Да, отец воспринял моё преображение с суровым удовлетворением. Что не мешало ему в дальнейшем всю жизнь допекать меня разными глупостями, вроде огромных тиражей дешёвых детективных книжек. Он брал со своей прикроватной тумбочки очередной детектив в помойной обложке (пристрастился к ним в старости), раскрывал на странице выходных данных и, щурясь, громко читал: «Тираж… четыреста тысяч! Во! Пишут же люди!» Но тут ничего не поделать – таким уж он был, мой отец.

Он умер несколько лет назад, я горюю о нём, по-прежнему его боюсь и до сих пор не соберусь с духом свести с ним счёты – по крайней мере, на бумаге.

Родня писателя как литературный фактор

Так, что там у нас дальше на тему «из чего делают писателей»? Родня-роднёй-родню…

При всех странностях, скучным наше семейство никто бы не назвал. Я не говорю уже о матери с её спонтанными выплесками совершенно эстрадных штучек. Не говорю о бабке с её неисчерпаемыми «рассказами за жизнь». А мой любимый дядя Яша, мамин брат, мандолинист-гитарист, тоже где-то уже описанный! Помню саманную мазанку-хибару, которую, вернувшись с войны, он построил, вернее, слепил собственными руками. Во время одного из апрельских толчков ташкентского землетрясения одна стена хибары удачно выпала наружу. Если б она упала внутрь, я бы не писала эти строки, ибо спала в той самой комнате.

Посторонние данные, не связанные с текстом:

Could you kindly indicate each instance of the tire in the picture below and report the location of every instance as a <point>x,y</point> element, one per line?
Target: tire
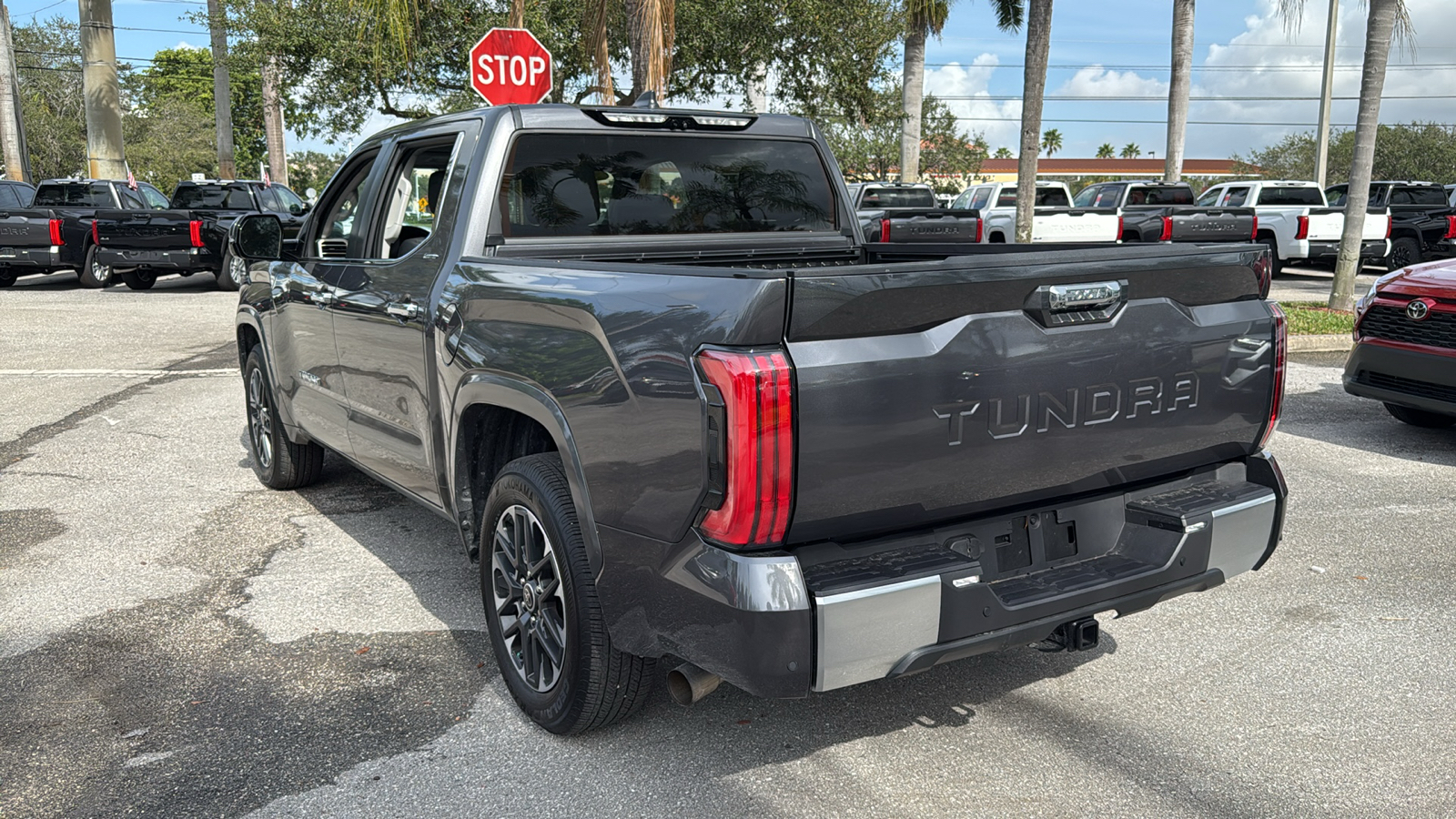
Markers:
<point>94,274</point>
<point>233,273</point>
<point>277,460</point>
<point>1404,252</point>
<point>138,280</point>
<point>1420,417</point>
<point>550,601</point>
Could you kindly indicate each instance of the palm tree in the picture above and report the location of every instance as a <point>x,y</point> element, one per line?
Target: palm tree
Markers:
<point>1178,89</point>
<point>1052,142</point>
<point>1033,89</point>
<point>925,18</point>
<point>1387,19</point>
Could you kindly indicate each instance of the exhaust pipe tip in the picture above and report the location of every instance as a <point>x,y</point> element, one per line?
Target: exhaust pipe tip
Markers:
<point>688,683</point>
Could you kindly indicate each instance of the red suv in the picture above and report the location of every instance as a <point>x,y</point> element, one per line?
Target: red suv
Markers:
<point>1405,344</point>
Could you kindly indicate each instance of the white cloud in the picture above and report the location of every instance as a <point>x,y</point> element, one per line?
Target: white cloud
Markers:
<point>965,92</point>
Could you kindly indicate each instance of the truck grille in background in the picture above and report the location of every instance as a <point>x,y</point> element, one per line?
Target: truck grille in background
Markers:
<point>1390,324</point>
<point>1409,387</point>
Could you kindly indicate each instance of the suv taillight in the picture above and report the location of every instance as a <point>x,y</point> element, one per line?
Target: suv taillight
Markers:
<point>1280,358</point>
<point>750,398</point>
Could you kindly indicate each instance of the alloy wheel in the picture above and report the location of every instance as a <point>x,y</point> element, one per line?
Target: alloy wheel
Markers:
<point>531,602</point>
<point>259,419</point>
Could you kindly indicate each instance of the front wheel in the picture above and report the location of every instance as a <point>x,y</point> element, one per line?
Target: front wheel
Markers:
<point>542,610</point>
<point>233,273</point>
<point>1420,417</point>
<point>277,460</point>
<point>138,280</point>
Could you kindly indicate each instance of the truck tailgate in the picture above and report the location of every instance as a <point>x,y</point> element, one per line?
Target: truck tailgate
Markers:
<point>1075,225</point>
<point>1213,225</point>
<point>954,388</point>
<point>29,228</point>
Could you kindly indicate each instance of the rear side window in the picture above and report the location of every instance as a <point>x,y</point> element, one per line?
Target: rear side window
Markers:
<point>895,197</point>
<point>1423,196</point>
<point>213,197</point>
<point>77,194</point>
<point>1292,197</point>
<point>621,184</point>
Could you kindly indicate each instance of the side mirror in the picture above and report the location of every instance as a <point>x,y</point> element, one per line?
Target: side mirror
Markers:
<point>257,237</point>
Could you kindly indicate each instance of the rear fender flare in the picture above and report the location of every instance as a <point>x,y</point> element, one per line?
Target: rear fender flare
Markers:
<point>492,389</point>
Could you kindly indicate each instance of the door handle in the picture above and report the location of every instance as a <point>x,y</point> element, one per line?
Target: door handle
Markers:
<point>402,309</point>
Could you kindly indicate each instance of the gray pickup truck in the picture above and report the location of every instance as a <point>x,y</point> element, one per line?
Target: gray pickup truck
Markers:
<point>676,405</point>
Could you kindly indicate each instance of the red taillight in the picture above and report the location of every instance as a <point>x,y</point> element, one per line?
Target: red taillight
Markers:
<point>757,446</point>
<point>1280,358</point>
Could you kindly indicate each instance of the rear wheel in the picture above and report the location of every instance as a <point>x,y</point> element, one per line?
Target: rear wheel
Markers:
<point>277,460</point>
<point>95,274</point>
<point>233,273</point>
<point>138,280</point>
<point>1404,252</point>
<point>542,610</point>
<point>1420,417</point>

Кстати, в тот миг – я помню его ослепительно ярко и хлёстко, как удар прожектора по глазам, – вся моя коротенькая жизнь, вплетённая в жизнь города, покалеченного стихией, но погружённого в волны света, показалась мне частью бесконечного рассказа. Внутренний стон от бессилия выразить это словами слился во мне с таким же неслышным победоносным воплем: я знала, что отныне буду упорно искать слова, которые приблизятся к чувствам, настигнут их, оттиснут на бумаге…

С тех пор прошло более пятидесяти лет. Я всё так же мучительно ищу слова и всё так же первое озарение ускользает от меня, посмеиваясь и оставляя в дураках, хотя из книг, которые я написала, можно составить небольшую сельскую библиотеку.

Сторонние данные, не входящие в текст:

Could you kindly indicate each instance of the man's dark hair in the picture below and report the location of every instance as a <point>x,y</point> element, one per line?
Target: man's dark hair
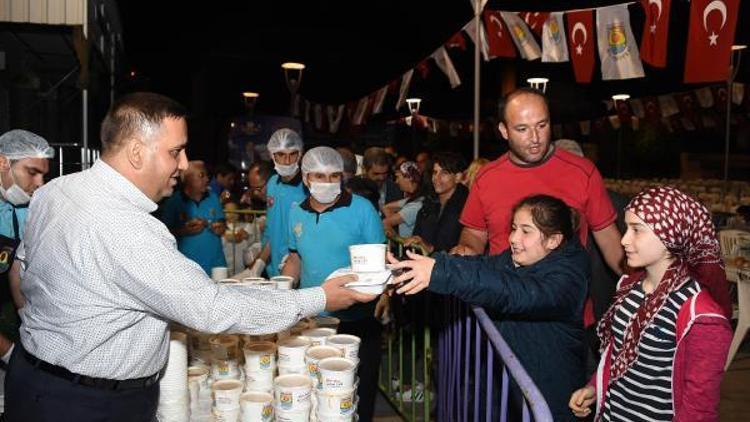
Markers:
<point>137,115</point>
<point>515,93</point>
<point>375,156</point>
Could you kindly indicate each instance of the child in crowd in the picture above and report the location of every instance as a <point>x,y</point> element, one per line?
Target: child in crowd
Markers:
<point>536,288</point>
<point>664,339</point>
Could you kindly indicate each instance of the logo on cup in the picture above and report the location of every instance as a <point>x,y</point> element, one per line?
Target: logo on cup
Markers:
<point>286,400</point>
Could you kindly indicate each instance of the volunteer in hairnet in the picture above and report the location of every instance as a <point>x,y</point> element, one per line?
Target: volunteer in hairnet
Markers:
<point>283,189</point>
<point>24,160</point>
<point>321,229</point>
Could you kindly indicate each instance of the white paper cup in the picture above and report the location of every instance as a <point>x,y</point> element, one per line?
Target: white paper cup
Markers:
<point>318,335</point>
<point>321,321</point>
<point>317,353</point>
<point>335,403</point>
<point>226,394</point>
<point>297,369</point>
<point>225,347</point>
<point>283,282</point>
<point>347,343</point>
<point>367,257</point>
<point>218,273</point>
<point>336,374</point>
<point>292,392</point>
<point>259,356</point>
<point>291,351</point>
<point>257,406</point>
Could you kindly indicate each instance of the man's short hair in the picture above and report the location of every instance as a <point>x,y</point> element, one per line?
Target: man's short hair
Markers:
<point>375,156</point>
<point>139,114</point>
<point>515,93</point>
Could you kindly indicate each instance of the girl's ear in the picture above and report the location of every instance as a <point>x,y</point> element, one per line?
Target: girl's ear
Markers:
<point>553,242</point>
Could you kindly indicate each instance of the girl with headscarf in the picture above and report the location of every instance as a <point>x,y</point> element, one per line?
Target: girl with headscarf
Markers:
<point>665,338</point>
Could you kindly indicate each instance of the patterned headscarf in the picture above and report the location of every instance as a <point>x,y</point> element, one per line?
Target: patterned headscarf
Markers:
<point>685,228</point>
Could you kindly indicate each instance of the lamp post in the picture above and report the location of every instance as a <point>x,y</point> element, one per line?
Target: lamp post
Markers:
<point>293,77</point>
<point>619,98</point>
<point>538,83</point>
<point>414,104</point>
<point>734,67</point>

Так вот, мой дядя Яша был сталинист, но беспартийный. Мама, как преподаватель истории, разумеется, состояла в партии, иначе тогда и быть не могло; но с молодости, напротив, была ярой антисоветчицей. Несколько раз в детстве я присутствовала при их стычках, чуть ли не драках, великолепных, зажигательных – хотя трудно в этих воплях было понять, чего не поделили брат с сестрой. Но оба вопили: «Я не хочу тебя знать до конца моей жизни!!!»